There’s a lot of good suggestions here and I wanted to add pop os! it’s a beginner friendly Linux distribution but with more of a focus on gaming.
Pop is great, but I wouldn’t currently recommend it, since they’re putting 99.9% of their effort into Cosmic. I have heard longtime users mention how certain packages and updates are behind, and while they’re willing to wait, I wouldn’t want to put that upon somebody new.
Not a bad recommendation in general, but just my two cents about the current state of things.
That’s a really good point and I had forgotten about the updates being behind. Thank you for bringing that up!
Just pick something. They are all free (nearly all of them), so you can always install something else pretty easily. Spend some time to get your feet wet and get the lay of the land. After a week or two, you’ll probably have a really good direction on what you actually want. You can also run them as live oses, so download a few with different Desktop Environments you think are interesting and test them out. Then install one.

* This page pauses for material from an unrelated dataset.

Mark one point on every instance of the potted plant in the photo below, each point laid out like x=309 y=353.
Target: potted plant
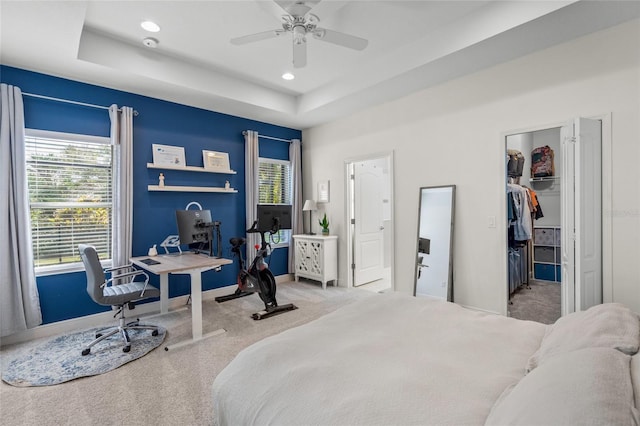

Do you have HDR monitors? If you do and care about having the HDR part working, you’ll likely want to pick one that uses KDE Plasma for the desktop environment.
i cut my teeth on linux mint with cinnamon before moving to garuda dragonized. it was my daily driver for the last four years, then i switched to proxmox and just run everything on VMs 🤷
lots of resources and documentation available for mint, but it’s pretty turnkey. best advice i’d give to a newfriend is make sure you read any articles or documentation start to finish, instead of trying to follow along. also, employ good backups practice: learn what timeshift/snappy is, how it works, and how to use it.
taking a backup before making big changes has saved my ass more than once
Try it! You can always go back.
If you can find another HDD or SSD then you can keep your windows drive full of games intact.
I dual booted for years (for gaming) and as of now haven’t used a non-linux PC for more than a decade at home or professionally.
I recommend starting with either Fedora or Ubuntu as they’re among the most popular and have a large community for support.
Set yourself a goal on Linux, even if it’s just “check my email” or whatever. Rinse, repeat.
If you want to know my honest opinion then instead of focusing on the operating system you should focus on the hardware. An old inefficient low-clocked six core server CPU is no match for a RTX 3060.
If you feel like trying something new, why not try it? Worst case scenario you’re just changing to a different OS anyway. Best case scenario you find something new to learn and tinker with.
They don’t have to wholesale switch, dual-booting is an option.
True
Manjaro xfce. There is ollama if you want.